Reputation: 6815
I am using java to read a text file and which has some special chars like Yen(¥)
. I have not specified any encoding/charset while reading a file and is working fine in windows. But if i deploy the same in unix machine then ¥
is replaced by '?
'. Now i am going to specify charset windows-1252 to avoid the issue. will windows-1252
work on unix/linux
boxes? My unix box charset is set to 'utf-8
'. am using below the code:
LineIterator iterator =FileUtils.lineIterator(*filename*,"Windows-1252");
Upvotes: 1
Views: 1411
Reputation: 11
If I am understanding your problem correctly, I usualy solve this by saving the text file in UTF-8 encoding with your text editor, and then specifying UTF-8 again when opening that file from your java program.
Upvotes: 1
Reputation: 328556
The class StandardCharsets
gives you a list of encodings / charsets that are "guaranteed to be available on every implementation of the Java platform."

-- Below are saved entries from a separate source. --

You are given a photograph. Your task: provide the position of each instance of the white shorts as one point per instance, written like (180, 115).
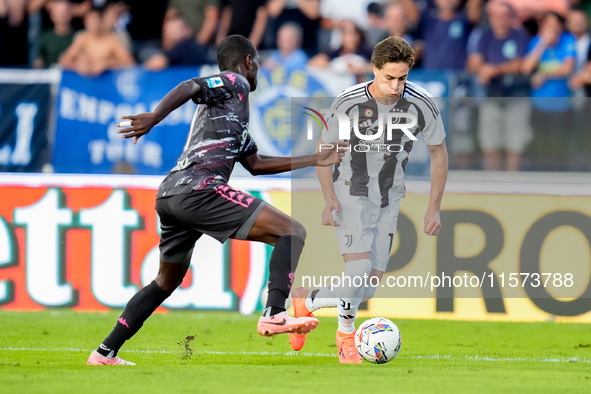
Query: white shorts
(365, 227)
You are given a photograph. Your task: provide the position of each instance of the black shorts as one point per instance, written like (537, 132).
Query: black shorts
(221, 213)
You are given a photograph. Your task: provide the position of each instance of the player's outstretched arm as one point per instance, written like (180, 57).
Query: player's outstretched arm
(141, 124)
(438, 179)
(262, 165)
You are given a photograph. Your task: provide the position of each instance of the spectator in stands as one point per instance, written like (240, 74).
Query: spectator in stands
(95, 50)
(14, 24)
(304, 13)
(443, 34)
(200, 15)
(180, 47)
(504, 115)
(577, 25)
(396, 23)
(551, 58)
(245, 17)
(145, 28)
(78, 8)
(111, 21)
(288, 53)
(353, 55)
(529, 12)
(52, 43)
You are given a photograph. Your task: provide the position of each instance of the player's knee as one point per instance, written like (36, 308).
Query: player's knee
(298, 229)
(369, 291)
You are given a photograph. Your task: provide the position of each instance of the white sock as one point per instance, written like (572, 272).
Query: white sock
(323, 298)
(350, 296)
(369, 292)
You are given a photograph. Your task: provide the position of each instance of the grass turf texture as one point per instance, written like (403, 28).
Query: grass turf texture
(210, 352)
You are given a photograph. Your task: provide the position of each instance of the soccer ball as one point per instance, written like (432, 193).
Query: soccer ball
(378, 340)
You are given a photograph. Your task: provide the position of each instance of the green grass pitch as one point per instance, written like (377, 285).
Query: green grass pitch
(215, 352)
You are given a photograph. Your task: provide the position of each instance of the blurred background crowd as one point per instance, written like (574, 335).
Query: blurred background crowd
(527, 62)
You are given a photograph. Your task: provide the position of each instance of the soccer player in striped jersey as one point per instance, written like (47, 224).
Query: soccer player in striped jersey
(363, 192)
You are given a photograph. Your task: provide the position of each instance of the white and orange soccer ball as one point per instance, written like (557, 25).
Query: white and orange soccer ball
(378, 340)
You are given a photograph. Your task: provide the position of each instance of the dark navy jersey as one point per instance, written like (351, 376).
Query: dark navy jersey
(218, 137)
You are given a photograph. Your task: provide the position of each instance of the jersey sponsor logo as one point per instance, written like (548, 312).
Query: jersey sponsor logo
(215, 82)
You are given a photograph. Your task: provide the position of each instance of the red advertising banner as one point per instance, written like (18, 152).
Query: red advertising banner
(90, 243)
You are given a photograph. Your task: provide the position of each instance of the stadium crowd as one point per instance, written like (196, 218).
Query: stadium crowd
(512, 49)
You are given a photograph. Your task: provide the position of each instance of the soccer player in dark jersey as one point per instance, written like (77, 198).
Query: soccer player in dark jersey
(195, 198)
(363, 192)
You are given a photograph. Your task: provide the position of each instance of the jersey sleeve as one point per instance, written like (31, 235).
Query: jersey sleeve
(249, 148)
(331, 133)
(220, 88)
(433, 132)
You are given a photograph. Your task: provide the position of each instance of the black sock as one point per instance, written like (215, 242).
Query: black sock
(282, 265)
(138, 309)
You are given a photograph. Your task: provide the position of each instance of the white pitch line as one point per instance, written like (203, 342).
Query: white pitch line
(304, 354)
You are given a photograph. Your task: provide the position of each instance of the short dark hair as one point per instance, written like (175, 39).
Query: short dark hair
(393, 49)
(232, 50)
(555, 14)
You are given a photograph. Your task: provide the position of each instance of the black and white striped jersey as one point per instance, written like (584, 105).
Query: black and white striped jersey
(374, 166)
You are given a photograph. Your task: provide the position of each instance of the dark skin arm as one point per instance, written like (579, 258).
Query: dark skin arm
(256, 164)
(141, 124)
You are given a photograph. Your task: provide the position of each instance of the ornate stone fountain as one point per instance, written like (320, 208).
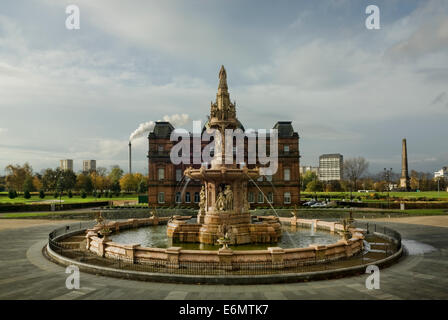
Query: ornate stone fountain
(223, 198)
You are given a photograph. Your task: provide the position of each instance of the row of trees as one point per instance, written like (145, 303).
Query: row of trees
(357, 177)
(22, 179)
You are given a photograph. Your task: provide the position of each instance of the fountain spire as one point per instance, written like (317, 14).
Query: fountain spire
(222, 112)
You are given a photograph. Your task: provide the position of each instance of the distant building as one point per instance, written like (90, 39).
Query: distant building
(66, 164)
(305, 169)
(442, 173)
(330, 167)
(166, 178)
(89, 165)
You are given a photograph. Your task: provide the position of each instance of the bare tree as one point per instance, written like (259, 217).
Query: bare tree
(354, 168)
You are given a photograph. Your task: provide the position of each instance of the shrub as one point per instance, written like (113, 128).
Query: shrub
(12, 194)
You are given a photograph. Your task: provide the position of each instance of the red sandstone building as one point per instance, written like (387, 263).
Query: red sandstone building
(169, 188)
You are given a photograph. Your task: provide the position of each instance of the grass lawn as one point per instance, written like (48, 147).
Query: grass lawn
(65, 199)
(48, 215)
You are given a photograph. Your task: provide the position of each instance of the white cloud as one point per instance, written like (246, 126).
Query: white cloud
(72, 91)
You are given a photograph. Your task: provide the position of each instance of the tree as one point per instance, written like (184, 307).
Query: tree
(333, 186)
(49, 179)
(354, 169)
(67, 179)
(12, 194)
(115, 174)
(128, 183)
(116, 187)
(16, 175)
(28, 184)
(37, 182)
(84, 182)
(314, 186)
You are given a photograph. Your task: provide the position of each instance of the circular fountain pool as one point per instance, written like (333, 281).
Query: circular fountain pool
(292, 237)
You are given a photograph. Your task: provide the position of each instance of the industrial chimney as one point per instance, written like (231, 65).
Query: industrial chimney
(130, 158)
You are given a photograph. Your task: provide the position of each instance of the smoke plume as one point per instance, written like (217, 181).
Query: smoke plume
(175, 119)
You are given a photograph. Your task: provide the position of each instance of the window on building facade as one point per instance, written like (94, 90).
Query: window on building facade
(287, 174)
(161, 173)
(260, 197)
(287, 197)
(178, 174)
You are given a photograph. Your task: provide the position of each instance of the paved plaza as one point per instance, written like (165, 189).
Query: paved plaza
(26, 274)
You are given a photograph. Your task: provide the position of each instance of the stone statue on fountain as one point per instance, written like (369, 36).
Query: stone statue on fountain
(221, 201)
(228, 193)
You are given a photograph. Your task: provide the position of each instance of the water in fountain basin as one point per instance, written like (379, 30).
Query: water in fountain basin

This list doesn't contain the Windows encodings but for most common Java versions on Windows, Mac and Linux, Cp1251
is available.
Note that you'll get a UnsupportedCharsetException
or UnsupportedEncodingException
when it's not available, so the code above is safe (in the sense that it won't produce garbage).
If you want to be really safe, the common approach is to use only UTF-8 encoded data in your projects.
Upvotes: 2